Ce hold-up électoral n'est pas une première. En 2016 déjà, six candidats avaient été exclus de la course aux législatives, dont Andy Cha Ho-tin, partisan de l'indépendance. Les autorités avaient alors introduit l'obligation pour les candidats restants de prêter allégeance à la loi fondamentale et de reconnaître ainsi que Hongkong est une partie inaliénable de la République populaire de Chine. Le scrutin passé, Pékin, qui a fait de la revendication de l'indépendance sa ligne rouge, avait obtenu la disqualification de six députés de l'opposition fraîchement élus, dont deux «soldats des parapluies» indépendantistes, au motif notamment que leur prestation de serment «n'était pas sincère».
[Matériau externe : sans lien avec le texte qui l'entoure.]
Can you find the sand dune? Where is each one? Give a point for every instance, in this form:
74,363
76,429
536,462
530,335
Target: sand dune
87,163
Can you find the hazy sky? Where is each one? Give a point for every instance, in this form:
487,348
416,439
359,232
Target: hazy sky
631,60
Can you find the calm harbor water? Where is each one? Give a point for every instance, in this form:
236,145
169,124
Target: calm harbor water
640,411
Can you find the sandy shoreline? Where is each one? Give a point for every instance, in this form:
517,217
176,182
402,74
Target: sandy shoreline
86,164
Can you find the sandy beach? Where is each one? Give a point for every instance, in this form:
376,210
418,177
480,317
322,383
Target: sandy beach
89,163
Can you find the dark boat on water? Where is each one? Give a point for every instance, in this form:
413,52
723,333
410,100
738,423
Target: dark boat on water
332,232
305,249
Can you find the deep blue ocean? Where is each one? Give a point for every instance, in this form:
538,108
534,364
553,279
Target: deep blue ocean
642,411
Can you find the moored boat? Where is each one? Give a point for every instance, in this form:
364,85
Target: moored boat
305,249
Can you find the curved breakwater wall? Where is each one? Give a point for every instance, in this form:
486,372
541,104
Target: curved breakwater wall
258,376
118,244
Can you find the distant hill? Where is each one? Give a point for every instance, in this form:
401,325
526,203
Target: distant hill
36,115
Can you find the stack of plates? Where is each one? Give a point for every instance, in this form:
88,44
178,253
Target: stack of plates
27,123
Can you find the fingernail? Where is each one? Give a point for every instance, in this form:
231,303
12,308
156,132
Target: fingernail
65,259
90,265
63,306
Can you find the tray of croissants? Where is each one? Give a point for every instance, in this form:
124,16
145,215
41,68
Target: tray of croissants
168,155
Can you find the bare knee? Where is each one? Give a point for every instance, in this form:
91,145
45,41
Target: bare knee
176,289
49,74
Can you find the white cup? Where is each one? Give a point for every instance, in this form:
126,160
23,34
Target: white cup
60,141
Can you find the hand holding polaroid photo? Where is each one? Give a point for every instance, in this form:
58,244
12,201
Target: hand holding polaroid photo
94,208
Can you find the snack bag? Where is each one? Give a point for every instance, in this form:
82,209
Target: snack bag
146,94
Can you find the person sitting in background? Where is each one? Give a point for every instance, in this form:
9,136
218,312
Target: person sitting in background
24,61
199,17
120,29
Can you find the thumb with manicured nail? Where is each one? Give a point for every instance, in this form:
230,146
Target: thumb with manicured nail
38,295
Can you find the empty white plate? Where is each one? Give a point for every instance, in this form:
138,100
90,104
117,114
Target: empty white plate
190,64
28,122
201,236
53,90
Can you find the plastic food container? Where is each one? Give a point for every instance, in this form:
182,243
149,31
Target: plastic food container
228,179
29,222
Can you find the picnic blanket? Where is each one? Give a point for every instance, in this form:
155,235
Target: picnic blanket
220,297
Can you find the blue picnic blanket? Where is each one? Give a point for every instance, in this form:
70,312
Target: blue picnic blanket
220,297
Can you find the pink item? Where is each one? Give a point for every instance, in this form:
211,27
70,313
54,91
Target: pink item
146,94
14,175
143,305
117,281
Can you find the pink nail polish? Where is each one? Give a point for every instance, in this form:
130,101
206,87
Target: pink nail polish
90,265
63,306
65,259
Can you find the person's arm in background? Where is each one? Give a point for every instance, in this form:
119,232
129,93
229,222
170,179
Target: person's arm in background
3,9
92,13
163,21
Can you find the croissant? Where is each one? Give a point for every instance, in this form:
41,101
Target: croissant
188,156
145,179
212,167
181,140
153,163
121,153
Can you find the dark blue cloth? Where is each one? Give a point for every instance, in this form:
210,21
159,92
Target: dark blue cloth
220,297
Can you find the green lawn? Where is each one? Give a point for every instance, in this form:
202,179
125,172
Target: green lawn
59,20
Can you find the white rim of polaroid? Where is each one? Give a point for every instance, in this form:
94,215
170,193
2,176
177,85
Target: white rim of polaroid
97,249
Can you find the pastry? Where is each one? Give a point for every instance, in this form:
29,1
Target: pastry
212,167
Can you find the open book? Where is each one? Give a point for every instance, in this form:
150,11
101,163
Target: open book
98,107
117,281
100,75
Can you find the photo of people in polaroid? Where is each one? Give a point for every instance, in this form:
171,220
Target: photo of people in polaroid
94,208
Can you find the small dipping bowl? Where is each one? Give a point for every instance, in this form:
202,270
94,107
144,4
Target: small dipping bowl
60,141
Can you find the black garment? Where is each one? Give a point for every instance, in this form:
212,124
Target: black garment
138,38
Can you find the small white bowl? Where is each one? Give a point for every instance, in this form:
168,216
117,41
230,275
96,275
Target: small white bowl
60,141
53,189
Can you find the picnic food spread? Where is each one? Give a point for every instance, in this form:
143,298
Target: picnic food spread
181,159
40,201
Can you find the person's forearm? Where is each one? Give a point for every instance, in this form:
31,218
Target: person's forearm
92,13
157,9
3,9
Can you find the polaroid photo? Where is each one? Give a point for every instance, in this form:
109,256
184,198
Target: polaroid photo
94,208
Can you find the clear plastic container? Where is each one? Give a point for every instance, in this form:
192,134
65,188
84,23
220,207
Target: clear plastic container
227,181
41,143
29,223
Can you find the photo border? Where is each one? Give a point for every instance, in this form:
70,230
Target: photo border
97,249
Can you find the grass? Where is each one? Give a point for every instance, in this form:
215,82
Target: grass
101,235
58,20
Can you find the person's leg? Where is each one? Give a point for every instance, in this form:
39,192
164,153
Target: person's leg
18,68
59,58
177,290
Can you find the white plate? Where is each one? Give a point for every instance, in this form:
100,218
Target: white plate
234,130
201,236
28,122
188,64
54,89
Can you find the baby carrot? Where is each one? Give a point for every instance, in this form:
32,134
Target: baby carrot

«Manière ouverte, honnête et équitable»

Quatre ans plus tard, le pouvoir de Hongkong se sait menacé dans les urnes. Pour la première fois depuis la rétrocession en 1997, l'opposition a la capacité de remporter la majorité des sièges au Parlement local, dopée par son écrasant succès lors des élections locales de novembre. Les autorités assurent jeudi qu'il «n'est pas question de censure politique, de restriction de la liberté d'expression ou de privation du droit de se présenter à des élections» mais de «garantir» que les élections de septembre se déroulent de «manière ouverte, honnête et équitable». Et précisent aussi qu'elles «n'excluent pas que d'autres nominations soient invalidées». Dans le même temps plane la rumeur que les élections soient reportées d'un an sous prétexte de Covid-19, de quoi mettre sous surveillance les opposants dans l'intervalle.